For directed graph, we also traversal the graph and associate a component number to each point. The points with the same component number belong to the same connected components.

However, the implementation is a little bit harder than undirected graph. For undirected graph, all the points in the same component will be reached in one travel if we start from any point in that component. Since the edge is one way, all the points in the same component may not be reached in one graph traversal starting at random point in the component. In that case, we can use union-find to combine the component numbers assigned during partial traversal of a component.

void dfs(v) {
    marked.add(v);
    if(neighbors.get(v) == null) return;
    for(Integer w : neighbors.get(v)) {
        if(!marked.contains(w)) {
            unionFind.put(w, v); //add w to the union that v belongs to
            dfs(w);
        } else {
            union(unionFind.get(w), unionFind(v));  //combine the unions that w and v belong to
        }
    }
}

Bipartite Graph

If we color the graph's points with 2 colors, then a graph is bipartite if any pair of neighboring points have different colors. 
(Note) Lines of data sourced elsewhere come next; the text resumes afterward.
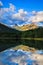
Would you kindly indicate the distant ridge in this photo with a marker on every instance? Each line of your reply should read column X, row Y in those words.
column 5, row 28
column 25, row 27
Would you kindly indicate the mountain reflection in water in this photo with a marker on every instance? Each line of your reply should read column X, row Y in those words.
column 20, row 57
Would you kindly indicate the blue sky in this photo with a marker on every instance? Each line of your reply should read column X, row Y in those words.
column 21, row 12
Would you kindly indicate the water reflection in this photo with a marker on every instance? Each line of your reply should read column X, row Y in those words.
column 20, row 57
column 8, row 43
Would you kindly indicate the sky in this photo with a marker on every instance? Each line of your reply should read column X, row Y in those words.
column 21, row 12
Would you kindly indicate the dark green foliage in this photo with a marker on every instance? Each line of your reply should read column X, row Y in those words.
column 10, row 37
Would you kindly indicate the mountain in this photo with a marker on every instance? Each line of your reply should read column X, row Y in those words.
column 10, row 37
column 5, row 28
column 26, row 27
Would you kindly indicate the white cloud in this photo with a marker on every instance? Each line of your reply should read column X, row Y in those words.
column 11, row 16
column 1, row 4
column 20, row 15
column 37, row 16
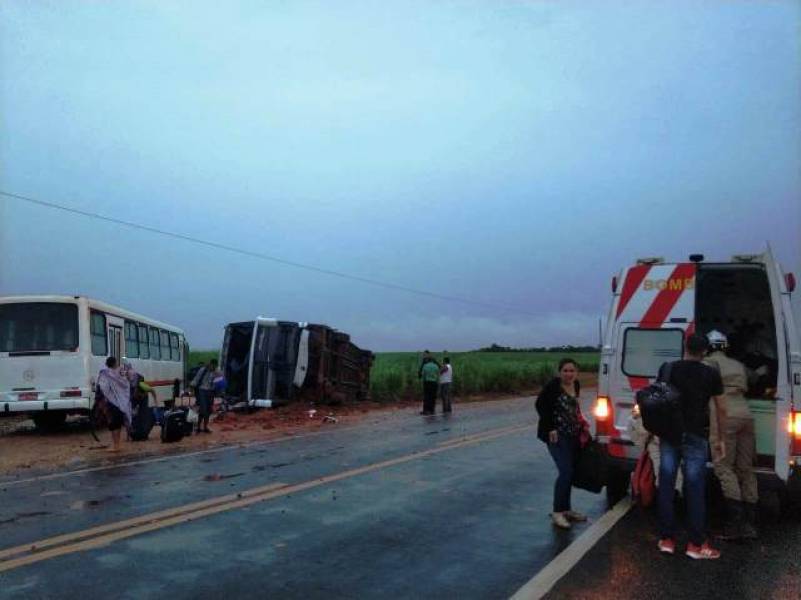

We can dfs or bfs traversal the graph, color each point with a different color than the point leading to it. If we succeed, the graph is bipartite, otherwise, the graph is not bipartite.
For directed graph, we may need more than one traversal in order to discover all the connected points. So when we found 2 points with the same color, we can not draw quick conclusion. There are many cases to consider.



Circle Detection

In order to get conclusion, we have to traversal the whole graph, make sure we didn't miss any connected components.



For directed graph, the code is even simpler, this is because no matter where we start on a circle, we are guaranteed to traversal the whole circle and we don't have to pass in which point leads us here, when we do the recursive call.